[excerpt] One by one, they slightly "mutated" the normal arrangement of atoms in proteins to effectively delete hydrogen bonds at five analogous positions along the structural "backbones" of two different protein molecules that fold in the same pattern. Then they analyzed how each deletion affected the stability of the protein. "Stability" means how low energy, or "relaxed," the protein was.
"We deleted each hydrogen bond and then measured how relaxed the protein was afterwards," Fitzgerald said. "It turns out we destabilized the structure in each case. So the relaxed state was not so relaxed any more. The proteins were more stable with those hydrogen bonds.

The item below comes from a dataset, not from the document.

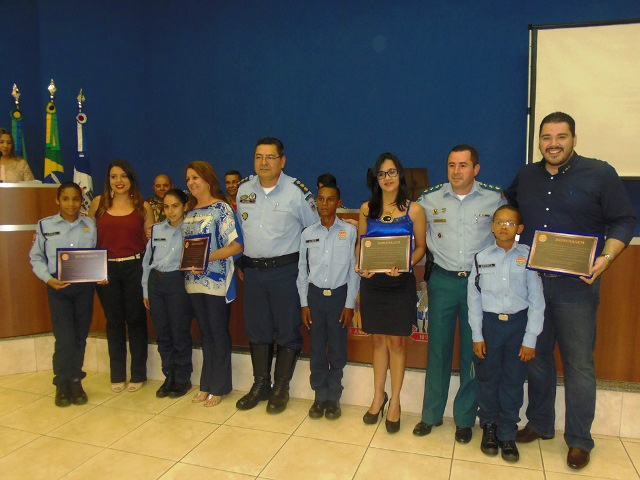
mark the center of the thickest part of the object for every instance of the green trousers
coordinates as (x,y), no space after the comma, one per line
(447,304)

"Those bonds seemed to clearly play a role in protein folding. And what we were able to uncover in this work is that this role may be highly conserved in a protein fold."
With Wang as the first author, the three chemists described their results in a paper published online on Friday, Feb. 10, 2006 in the journal Proceedings of the National Academy of Sciences. Their research was funded by the National Institutes of Health.
Their paper reported that deletions at each position on one folded protein, known as Arc, had the identical effect at the analogous position on the other protein, called CopG. "Remarkably, the five paired analogs with...mutations at structurally equivalent positions were destabilized to exactly the same degree," the authors wrote.
Obtaining equivalent results in five different places on two different molecules suggests that the thermodynamics, or energy, of such hydrogen bonding interactions "are conserved in a protein fold," their paper added. The word "conserved" means that those could be fundamental features of the folding state, Fitzgerald said.
The Proceedings of the National Academy of Sciences paper also notes that "the generality of our results to other protein folds remains to be explored. However, the results of our studies on Arc and CopG suggest that the conservation of backbone hydrogen-bond thermodynamics in a protein fold may be an important general principle of protein folding reactions."